Publication Date: Autumn 1999
Water conservation is both a necessary goal and a strong priority in the City of New York. In the early 1980s, State studies concluded that the city used almost 25% more water than the existing reservoir and water tunnel system could be counted upon to provide. The New York State Department of Environmental Conservation (DEC) initiated a legal challenge against the City, which resulted in a 10-year plan for water conservation memorialized by a consent order. Under the assumption that people would use less water if they had to pay based on use, the court-ordered agreement required that water meters be installed in all properties in New York City.
The New York City Department of Environmental Protection (DEP) instituted a decade-long program combining City installation of meters and opportunities for voluntary compliance. Water rates were increased to cover the cost of the meter installations, and a parallel public information campaign was launched to promote water conservation.
Conservation was indeed the result in private homes, where the resident was the rate payer. In multiple dwellings, however, this logic did not always prevail, since the residents of individual apartments may not be influenced in their water use habits by the presence of a meter in the basement measuring building-wide use. Furthermore, there was apprehension among building owners -- including some cooperatives and condominiums -- about the advisability of compliance, lest metered- water costs skyrocket. At this writing, DEP records show that thousands of multiple dwellings are still not metered, even though the Water Board offers properties of six or more units an option to remain on frontage billing after the meter is installed.
TRANSITION PROGRAM EXPANDS
Under the Water Board's Transition program, property owners have an opportunity to continue to be billed on the frontage rate for at least a year and to convert to metered billing when they find that it is beneficial to them. Since 1992, the option to remain on frontage has been extended annually. The Water Board designed this pro-gram to provide owners of multiple dwellings of six or more units with the best possible option when it comes to water and sewer billing.
DEP CONTACTING UNMETERED
The timeframes associated with the Consent Order now require DEP to act to bring unmetered properties into compliance. DEP is in the process of writing to all of the properties shown in their records to be unmetered to advise them that they will be subject to a 100% surcharge on their next annual frontage bills (July 1, 2000-June 30, 2001). Because annual billings go out in May, if buildings wish to avoid the surcharge, they must have these meters installed by April 15, 2000, or at least have a work order logged into the DEP computer at that time. DEP cannot guarantee work orders for requests received after January 1, 2000. Therefore, NOW is the time to arrange to have your meter installed. There are two ways to get a water meter installed:
OPTION 1: Have the City Install Your Meter. A DEP contractor will install the meter at no cost to the building owner. Requests for meter installations should be faxed to (718) 595-7245. The request should clearly indicate the address, account or block/lot number, contact name and telephone number. If the request arrives after January 1, 2000, DEP will work to fulfill it, but cannot guarantee that requests received after that date will be fulfilled in time to prevent a surcharge.

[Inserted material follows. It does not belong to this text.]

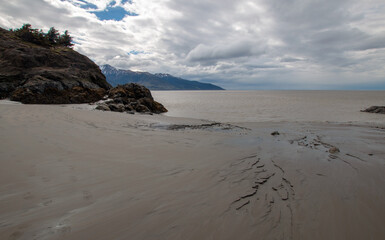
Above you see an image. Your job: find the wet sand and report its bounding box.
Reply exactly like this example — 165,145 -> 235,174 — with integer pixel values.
0,104 -> 385,240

OPTION 2: Have Your Own Plumber Install Your Meter. Owners may hire a licensed plumber to install the water meter and be reimbursed up to the market rate for a meter installation. More information is available on the DEP Website at http://www.ci.nyc.ny.us/dep/. Interested parties may also fax a request for a booklet to (718) 595-7245 or call (718) 595-7700 and ask about the Reimbursable Metering Program. It is important that the plumber who is selected has a current, valid license. This can be checked with the NYC Department of Buildings at (212) 312-8217. It is also important to verify that your plumber appropriately registers your building with DEP once the meter is installed.
CHOOSING WHEN TO BEGIN METER-BASED
The Water Board will allow residential multiple dwellings of six or more units to remain on annual flat-rate billing even after a water meter is installed, until the owner opts to be billed on the meter. Until the owner makes that decision, DEP will read the monitor-only meter twice each year and provide consumption information to the owner with their annual bill. This will enable the owner to identify and correct any leaks or other problems, insuring that the decision to go on meter-based billing will be an informed one. Once made, this decision cannot be reversed, although DEP also has provisions for annual bill caps and for billing adjustments when major leaks occur.
VERIFY THAT YOUR METER IS
Some of the buildings that receive notification from DEP will have al-ready installed meters using their own plumbers. For one reason or another, DEP may not have accurate records of the installation. If you receive notification but have already installed your meter, contact Warren Liebold at DEP by fax at (718) 595-7245 to have the records corrected. Be sure to include your property's block and lot numbers and DEP account number, a phone or fax number to which to respond, and, if possible, the meter number.
ASK DEP ABOUT YOUR WATER
At CNYC's Annual Meeting on March 9, 2000, representatives of the Department of Environmental Protection will be present with their computers connected directly to the City's billing records. They will help you check (and correct) the records on your water bills and answer questions that you may have. Plan to arrive early at the Annual Meeting to have plenty of time to verify your records.